Minicamp isn’t finished. Training camp is almost two months away. Then preseason games.  

“There’s a lot of steps leading up to (opening night),” he said. 

And a lot of work.  

Yeah, he’s looking forward to the games, and to untapping the potential he sees in this team, and to giving the fans something he hasn’t been able to give them since he got here. He may be reticent to pump up the hype train, but he knows how much this team means to this community, and how much hope there is for this season. 

He’s heard it for months, at stores, at airports, in the Uber he took from Metro Airport to the team’s headquarters in Allen Park last week. The driver didn’t recognize him or figure what he did for a living until they rolled up to the gates and the driver spotted the Lions sign. 

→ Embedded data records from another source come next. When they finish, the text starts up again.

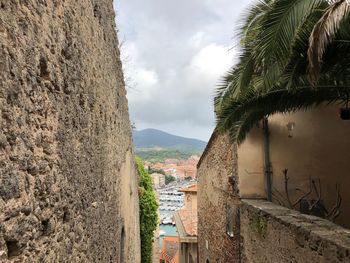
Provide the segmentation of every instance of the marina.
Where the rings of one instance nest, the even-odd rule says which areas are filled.
[[[174,212],[184,205],[185,194],[179,189],[193,184],[191,181],[178,182],[158,189],[159,196],[159,246],[164,236],[177,236]]]

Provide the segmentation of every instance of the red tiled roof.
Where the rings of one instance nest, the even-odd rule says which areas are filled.
[[[179,258],[180,258],[180,257],[179,257],[179,253],[180,253],[180,251],[177,250],[175,256],[174,256],[173,259],[170,261],[170,263],[179,263]]]
[[[186,235],[197,236],[198,214],[197,210],[180,209],[178,211]]]
[[[179,237],[164,236],[162,250],[159,255],[165,262],[179,262]]]

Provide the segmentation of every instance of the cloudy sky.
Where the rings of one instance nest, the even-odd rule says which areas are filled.
[[[208,140],[215,86],[237,57],[234,31],[254,0],[115,0],[130,118]]]

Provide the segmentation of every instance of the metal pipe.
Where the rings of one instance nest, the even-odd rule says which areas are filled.
[[[272,167],[270,160],[270,131],[269,120],[267,117],[263,119],[264,132],[264,174],[265,174],[265,188],[267,200],[272,201]]]

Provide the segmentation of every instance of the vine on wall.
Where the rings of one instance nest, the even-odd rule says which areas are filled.
[[[136,166],[140,178],[141,262],[152,263],[152,240],[158,224],[158,203],[152,189],[152,178],[145,170],[142,160],[138,157],[136,157]]]

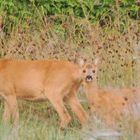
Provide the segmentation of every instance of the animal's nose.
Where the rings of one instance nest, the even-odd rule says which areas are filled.
[[[86,76],[86,80],[92,80],[92,79],[93,79],[93,77],[91,75]]]

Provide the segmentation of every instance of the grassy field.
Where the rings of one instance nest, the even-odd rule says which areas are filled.
[[[19,103],[21,105],[21,103]],[[59,131],[58,116],[52,107],[47,109],[47,103],[26,103],[20,108],[20,125],[12,128],[0,122],[1,140],[79,140],[81,132],[73,123],[65,130],[65,135]],[[36,106],[36,107],[35,107]],[[2,108],[1,108],[2,114]]]
[[[108,19],[102,26],[98,21],[91,23],[86,17],[62,15],[59,24],[56,24],[55,16],[50,16],[38,19],[35,25],[26,28],[18,25],[10,33],[1,31],[0,57],[74,62],[82,57],[90,63],[99,57],[98,83],[101,87],[140,87],[140,22],[125,15],[124,25],[120,21],[122,16],[117,11],[115,14],[114,21]],[[87,110],[87,103],[83,105]],[[107,129],[104,122],[93,114],[90,123],[81,130],[75,114],[69,106],[68,109],[73,120],[62,135],[59,117],[49,102],[19,100],[19,128],[12,128],[3,125],[1,100],[0,140],[89,140],[92,131]],[[117,125],[120,124],[120,140],[140,139],[140,120],[127,116]]]
[[[90,116],[87,126],[80,129],[78,120],[69,110],[73,120],[62,133],[59,129],[58,115],[48,102],[29,103],[20,101],[19,106],[20,124],[18,127],[5,126],[1,118],[1,140],[94,140],[95,132],[110,130],[96,114]],[[3,105],[0,108],[1,114],[2,110]],[[118,140],[139,140],[140,120],[126,116],[117,125],[117,131],[121,134]]]

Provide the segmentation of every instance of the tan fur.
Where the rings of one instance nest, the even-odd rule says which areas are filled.
[[[0,15],[0,29],[2,28],[2,24],[3,24],[3,16]]]
[[[82,82],[82,71],[78,65],[59,60],[0,60],[0,95],[5,99],[3,119],[10,117],[18,124],[17,98],[30,101],[46,100],[52,103],[61,119],[61,128],[70,122],[63,99],[83,125],[87,120],[76,92]]]
[[[86,71],[84,86],[91,111],[108,125],[113,125],[126,113],[140,117],[140,89],[101,89],[97,84],[97,65],[89,65],[85,65],[83,70]],[[92,76],[91,81],[87,81],[88,75]]]

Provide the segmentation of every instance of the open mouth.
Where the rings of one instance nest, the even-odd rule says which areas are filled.
[[[92,80],[93,80],[93,77],[92,76],[88,75],[86,77],[86,82],[91,82]]]

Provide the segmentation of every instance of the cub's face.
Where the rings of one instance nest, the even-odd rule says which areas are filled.
[[[80,59],[78,64],[82,68],[82,78],[85,83],[90,83],[96,81],[97,78],[97,65],[99,62],[99,58],[94,60],[94,63],[85,63],[83,59]]]
[[[95,64],[85,64],[82,69],[83,79],[90,83],[96,80],[97,66]]]

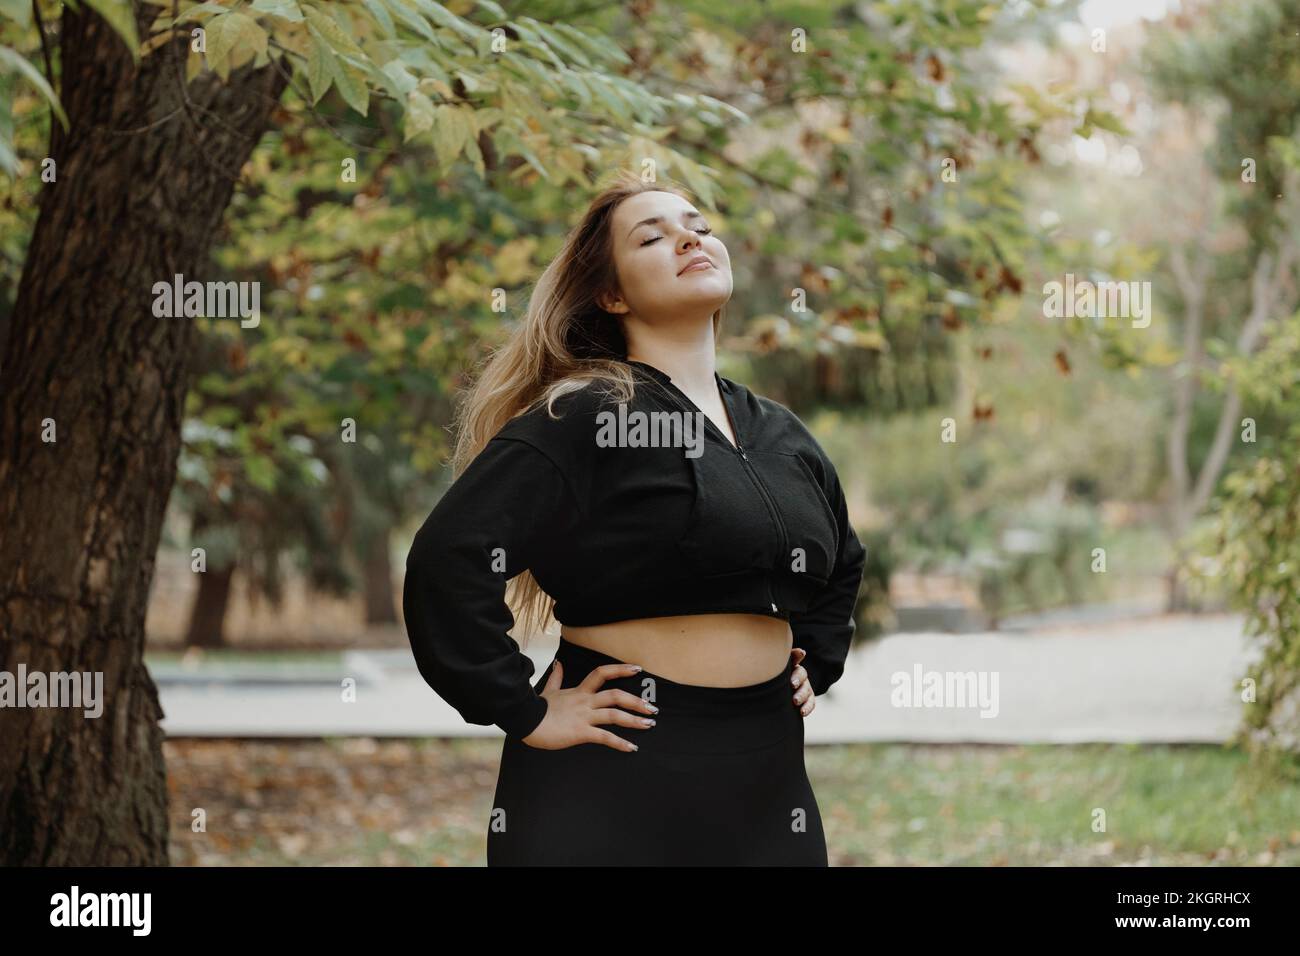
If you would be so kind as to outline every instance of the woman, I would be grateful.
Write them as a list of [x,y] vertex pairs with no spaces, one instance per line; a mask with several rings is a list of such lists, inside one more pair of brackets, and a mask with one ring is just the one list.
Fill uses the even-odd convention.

“Then you’re stuck in the car for 10 minutes,” he joked. “People are excited. They deserve this … I’ve had so many people be like, ‘my dad’s been a fan for 60 years; for like, once, he was happy at the end of the year. (Or), ‘I’ve been a fan since I was two years old and I’m 34 now and this is as excited as I’ve been.’ I’ve gotten messages and stuff like that. I’m happy for them.” 

Decker may not be able to relate to the fans’ perspective, but he shares a love of this place and this team.  

“I’ve become a man in this city. Learned to be an adult,” he said. “In college you think you’re a man but you’re not. I figured a lot of that out here, so it’s a special place to me.” 

You could hear that in his voice in the locker room last Thanksgiving, and you could hear it in his voice Thursday afternoon, no matter how much he’s trying to stay planted in today. He knows what’s out there, too.